In resolving ODE, I often have the following problem :
Let $$xy'-y=0.$$ Then, if $x\neq 0$ and $y\neq 0$, $$\frac{y'}{y}=\frac{1}{x}\iff \ln|y|=\ln|x|+K, \quad K\in \mathbb R$$ and thus $|y|=D|x|$ for $D>0$ and thus $$y=\pm D |x|\iff y=M|x|,\quad M\in \mathbb R$$ because we also have that $0$ is solution. But I think that we can say more : $$y=\pm D |x|\iff y=Mx,\quad M\in \mathbb R,$$ i.e. we can take the absolute value off because $$|y|=|x|\iff y=\pm x$$ and thus if $D>0$ (as previously) we have $$|y|=D|x|\iff y=\pm D x\iff y=Mx,\quad M\in \mathbb R$$ Q1) Am I correct ?

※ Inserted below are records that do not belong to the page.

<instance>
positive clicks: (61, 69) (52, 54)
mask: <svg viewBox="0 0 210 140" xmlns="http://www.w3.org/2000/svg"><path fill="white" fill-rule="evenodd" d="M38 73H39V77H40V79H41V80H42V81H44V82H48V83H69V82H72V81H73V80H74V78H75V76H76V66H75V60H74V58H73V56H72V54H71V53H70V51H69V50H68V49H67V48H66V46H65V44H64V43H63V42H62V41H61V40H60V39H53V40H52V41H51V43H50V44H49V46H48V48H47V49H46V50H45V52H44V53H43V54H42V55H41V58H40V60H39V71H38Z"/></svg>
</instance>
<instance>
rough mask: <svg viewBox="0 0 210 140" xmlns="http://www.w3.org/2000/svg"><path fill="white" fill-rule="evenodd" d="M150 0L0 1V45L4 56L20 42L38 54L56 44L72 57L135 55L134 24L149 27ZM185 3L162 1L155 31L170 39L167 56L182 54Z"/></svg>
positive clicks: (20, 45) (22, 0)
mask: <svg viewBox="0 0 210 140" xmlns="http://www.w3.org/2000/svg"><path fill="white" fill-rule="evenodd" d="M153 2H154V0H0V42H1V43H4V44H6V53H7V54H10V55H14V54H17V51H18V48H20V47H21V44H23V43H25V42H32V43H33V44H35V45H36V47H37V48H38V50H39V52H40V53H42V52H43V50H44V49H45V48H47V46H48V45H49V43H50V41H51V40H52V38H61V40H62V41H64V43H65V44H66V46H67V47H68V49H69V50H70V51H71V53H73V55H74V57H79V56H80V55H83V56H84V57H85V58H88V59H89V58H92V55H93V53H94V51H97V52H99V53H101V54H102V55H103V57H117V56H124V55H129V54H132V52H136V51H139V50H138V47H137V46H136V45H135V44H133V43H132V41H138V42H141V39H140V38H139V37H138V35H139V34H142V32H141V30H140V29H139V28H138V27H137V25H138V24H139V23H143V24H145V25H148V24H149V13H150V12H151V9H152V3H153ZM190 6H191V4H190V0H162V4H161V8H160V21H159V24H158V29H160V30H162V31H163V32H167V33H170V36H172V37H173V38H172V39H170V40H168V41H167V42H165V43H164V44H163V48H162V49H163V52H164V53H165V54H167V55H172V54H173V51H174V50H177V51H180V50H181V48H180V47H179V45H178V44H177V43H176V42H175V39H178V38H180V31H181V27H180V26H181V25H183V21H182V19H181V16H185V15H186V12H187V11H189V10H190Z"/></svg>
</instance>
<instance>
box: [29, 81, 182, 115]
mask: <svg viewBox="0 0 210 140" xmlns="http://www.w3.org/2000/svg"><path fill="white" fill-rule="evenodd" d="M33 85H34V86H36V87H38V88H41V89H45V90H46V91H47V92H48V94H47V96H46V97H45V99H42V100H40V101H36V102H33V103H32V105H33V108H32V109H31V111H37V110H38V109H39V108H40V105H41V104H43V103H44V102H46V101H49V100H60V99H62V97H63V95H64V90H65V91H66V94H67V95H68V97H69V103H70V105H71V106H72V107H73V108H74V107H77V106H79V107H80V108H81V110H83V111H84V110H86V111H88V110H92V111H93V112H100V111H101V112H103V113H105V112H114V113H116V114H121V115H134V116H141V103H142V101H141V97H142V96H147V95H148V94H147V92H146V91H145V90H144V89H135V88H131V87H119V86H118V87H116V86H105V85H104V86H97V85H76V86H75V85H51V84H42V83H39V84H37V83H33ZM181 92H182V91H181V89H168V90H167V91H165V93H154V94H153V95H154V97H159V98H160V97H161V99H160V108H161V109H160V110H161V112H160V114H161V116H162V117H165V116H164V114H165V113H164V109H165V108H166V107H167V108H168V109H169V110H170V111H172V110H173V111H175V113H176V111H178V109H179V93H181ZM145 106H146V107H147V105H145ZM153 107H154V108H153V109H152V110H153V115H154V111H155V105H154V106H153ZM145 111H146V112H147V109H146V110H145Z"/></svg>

In the solution my teacher always does it. The problem it's that in one equation, he didn't do it and did as following :
$$u'-\frac{8}{3x}u=0.$$ He did as : $$\frac{u'}{u}=\frac{8}{3x}\iff \ln|u|=\frac{8}{3}\ln|x|+C\iff |u|=D|x|^{8/3}\iff u=K|x|^{8/3}$$ with $C\in \mathbb R$, $D>0$ and finally $K\in \mathbb R$.
Q2) Why he let the absolute value ? Can't we write $u=K x^{8/3}$ ? Indeed, as before $$|u|=D|x|^{8/3}\iff u=\pm D x^{8/3}\iff u=Kx^{8/3}$$ with $D>0$ and $K\in \mathbb R$